Iraq and the United States partnered to close a gap in border security through broader deployment of and upgrades to the U.S.-provided PISCES. The Ministry of Interior shared biometric information upon request on known and suspected terrorists and shared exemplars of its identity documents with the United States, INTERPOL, and other international partners, though there remained no agreement or arrangement in place that would support the implementation of an intended U.S. program to facilitate biometric information-sharing on both terrorist and criminal suspects. In the Disputed Internal Boundaries, ISIS continues to exploit the security vacuum between Iraqi Security Forces and Peshmerga Forces. Recent attacks in the northern Diyala and activities along Qarachogh Mountain indicate ISIS presence. Counterterrorism efforts in the Disputed Internal Boundaries areas have been hampered by the lack of coordination between Peshmerga and ISF, mainly due to the relationship between the KRG and the Government of Iraq. Additionally, Iraq has taken preliminary steps to partner with UNITAD in the collection of digital, documentary, testimonial, and forensic evidence to support the prosecution of ISIS members for their atrocity crimes committed in Iraq.

Countering the Financing of Terrorism: Iraq is a member of MENAFATF. Iraq is also a member of the Defeat-ISIS Coalition’s CIFG. In 2019, the IKR began setting up its own AML/CFT Committee that will coordinate across relevant KRG ministries and work with the IKR’s Terrorism Finance Unit.

The Government of Iraq – including the Central Bank of Iraq, law enforcement, security forces, and the judiciary – continued to dismantle ISIS’s financial networks and safeguard Iraq’s financial institutions from exploitation by ISIS. Efforts include:

  • Iraq cooperates closely with the U.S. government on multiple U.S. designations under U.S. CT authorities.
  • Iraqi and Kurdish agencies coordinating actions with the U.S. Departments of Defense and the Treasury against Afaq Dubai to disrupt and curtail ISIS’s logistical infrastructure and its ability to generate, store, and use funds for recruiting and paying its fighters and for its operations.
  • Iraq shared a list of banned exchange houses and money transfer companies with regional regulators and tasking judicial action against more than a dozen individuals and companies suspected of illicit financial activity. These actions ranged from business closures to arrests of suspects.

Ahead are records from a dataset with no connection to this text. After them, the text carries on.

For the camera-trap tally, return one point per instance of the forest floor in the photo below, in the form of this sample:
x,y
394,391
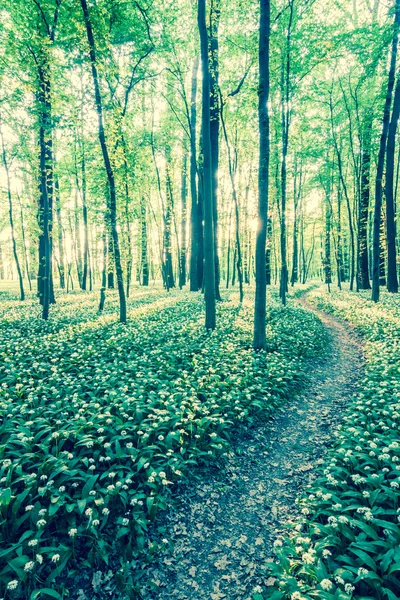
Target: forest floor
x,y
221,531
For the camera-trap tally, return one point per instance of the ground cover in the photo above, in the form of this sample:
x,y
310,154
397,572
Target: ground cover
x,y
347,544
99,420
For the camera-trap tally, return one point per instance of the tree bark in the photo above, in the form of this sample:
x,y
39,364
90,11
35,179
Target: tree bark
x,y
107,164
363,261
184,194
195,241
215,14
45,183
376,246
209,239
392,281
11,218
259,340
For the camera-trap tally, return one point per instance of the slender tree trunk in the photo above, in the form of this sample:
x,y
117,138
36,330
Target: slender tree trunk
x,y
340,266
143,243
346,195
45,184
60,240
259,340
327,257
376,246
129,258
78,244
104,269
11,218
215,14
169,270
86,265
195,241
392,281
28,276
207,188
295,256
184,194
363,262
236,206
285,123
107,164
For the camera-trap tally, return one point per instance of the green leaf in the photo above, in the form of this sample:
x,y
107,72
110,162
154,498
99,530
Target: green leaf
x,y
46,592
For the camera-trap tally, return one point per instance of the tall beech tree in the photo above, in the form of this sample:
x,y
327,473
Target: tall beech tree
x,y
112,208
11,217
207,185
259,339
376,245
392,280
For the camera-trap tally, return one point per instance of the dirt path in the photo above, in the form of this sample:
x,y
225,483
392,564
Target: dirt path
x,y
221,534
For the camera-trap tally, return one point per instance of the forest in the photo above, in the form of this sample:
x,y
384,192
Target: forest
x,y
199,309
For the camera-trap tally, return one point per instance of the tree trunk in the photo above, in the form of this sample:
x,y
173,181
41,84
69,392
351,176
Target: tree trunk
x,y
195,241
207,188
11,218
28,276
45,184
182,271
60,240
363,261
168,266
392,281
107,164
327,258
85,270
376,246
285,123
236,206
259,340
215,14
346,195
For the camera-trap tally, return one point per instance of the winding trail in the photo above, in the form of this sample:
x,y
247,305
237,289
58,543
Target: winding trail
x,y
221,533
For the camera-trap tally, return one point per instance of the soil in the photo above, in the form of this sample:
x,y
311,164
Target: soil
x,y
219,536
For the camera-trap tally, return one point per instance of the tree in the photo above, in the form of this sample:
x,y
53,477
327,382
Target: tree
x,y
207,189
259,339
107,163
381,157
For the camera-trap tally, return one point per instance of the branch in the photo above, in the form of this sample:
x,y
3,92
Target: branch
x,y
241,82
43,17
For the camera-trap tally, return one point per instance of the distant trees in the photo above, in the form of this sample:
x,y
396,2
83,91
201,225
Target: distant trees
x,y
113,133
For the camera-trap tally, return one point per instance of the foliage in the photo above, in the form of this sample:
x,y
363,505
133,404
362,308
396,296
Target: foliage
x,y
347,544
99,420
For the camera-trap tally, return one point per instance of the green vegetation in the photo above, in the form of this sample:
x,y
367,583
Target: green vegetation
x,y
99,420
348,543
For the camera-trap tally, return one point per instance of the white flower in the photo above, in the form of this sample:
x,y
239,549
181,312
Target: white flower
x,y
12,585
308,558
326,584
29,565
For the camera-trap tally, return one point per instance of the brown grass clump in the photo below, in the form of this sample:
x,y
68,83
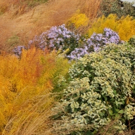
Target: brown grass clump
x,y
25,23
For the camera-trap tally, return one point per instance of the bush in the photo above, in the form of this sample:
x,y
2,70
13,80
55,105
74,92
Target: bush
x,y
62,39
123,26
95,43
116,7
25,86
102,89
78,20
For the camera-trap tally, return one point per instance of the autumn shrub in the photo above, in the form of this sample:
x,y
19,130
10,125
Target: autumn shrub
x,y
25,86
117,7
77,20
123,26
102,90
72,44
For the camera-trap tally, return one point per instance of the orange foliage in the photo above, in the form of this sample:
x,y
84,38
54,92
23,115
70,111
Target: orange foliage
x,y
25,88
40,18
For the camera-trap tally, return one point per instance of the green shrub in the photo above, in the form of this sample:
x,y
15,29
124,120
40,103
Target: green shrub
x,y
102,90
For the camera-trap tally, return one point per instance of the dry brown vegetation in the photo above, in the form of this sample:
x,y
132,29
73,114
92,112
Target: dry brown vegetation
x,y
25,23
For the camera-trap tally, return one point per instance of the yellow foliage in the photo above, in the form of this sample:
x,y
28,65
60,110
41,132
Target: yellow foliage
x,y
78,20
25,88
125,26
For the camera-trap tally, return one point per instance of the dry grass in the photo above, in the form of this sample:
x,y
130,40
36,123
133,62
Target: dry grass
x,y
18,20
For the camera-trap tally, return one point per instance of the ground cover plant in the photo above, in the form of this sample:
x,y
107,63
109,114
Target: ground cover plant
x,y
102,90
96,96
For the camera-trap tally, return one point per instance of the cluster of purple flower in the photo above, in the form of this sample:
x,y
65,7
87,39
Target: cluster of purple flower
x,y
95,42
60,38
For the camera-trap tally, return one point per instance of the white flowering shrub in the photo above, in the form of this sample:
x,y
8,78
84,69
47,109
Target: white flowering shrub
x,y
101,88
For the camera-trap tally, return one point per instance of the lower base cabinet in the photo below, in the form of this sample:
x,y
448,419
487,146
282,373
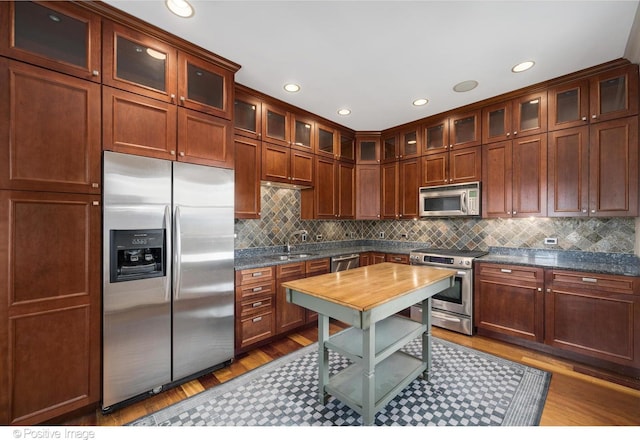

Countering Violent Extremism: Iraq remained active in its strategic messaging to discredit ISIS, including through its membership in the Global Coalition to Defeat ISIS Communications Working Group, and engaged with U.S. military and civilian counterparts to develop a wide range of capabilities to build national cohesion and combat terrorist ideology. The Government of Iraq and the Global Coalition to Defeat ISIS also implemented stabilization, reconciliation, and accountability programs to strengthen locals’ ability to counter terrorist radicalization and recruitment.

Many Iraqi ISIS fighters remained in Iraqi custody, along with ISIS-affiliated foreign women and children. Iraq acknowledged that the return and reintegration of family members of suspected ISIS supporters, as well as the provision of fair and equal justice, are important to prevent future terrorist radicalization and violence. However, more than 1.4 million Iraqis remain displaced within Iraq, and more than 30,000 – mainly women and children – reside in the al-Hawl IDP camp in Syria. Iraq publicly stated it has no intention of housing Iraqi ISIS fighters with the general prison populations in Iraqi prisons. The lack of separate, secure detention facilities within Iraq delayed Iraqi efforts to repatriate additional Iraqi fighters detained abroad.

International and Regional Cooperation: Iraq continued to work with multilateral and regional organizations – including the UN, the Global Coalition to Defeat ISIS, NATO, the Organization of Islamic Cooperation, INTERPOL, and the Arab League – to support CT efforts.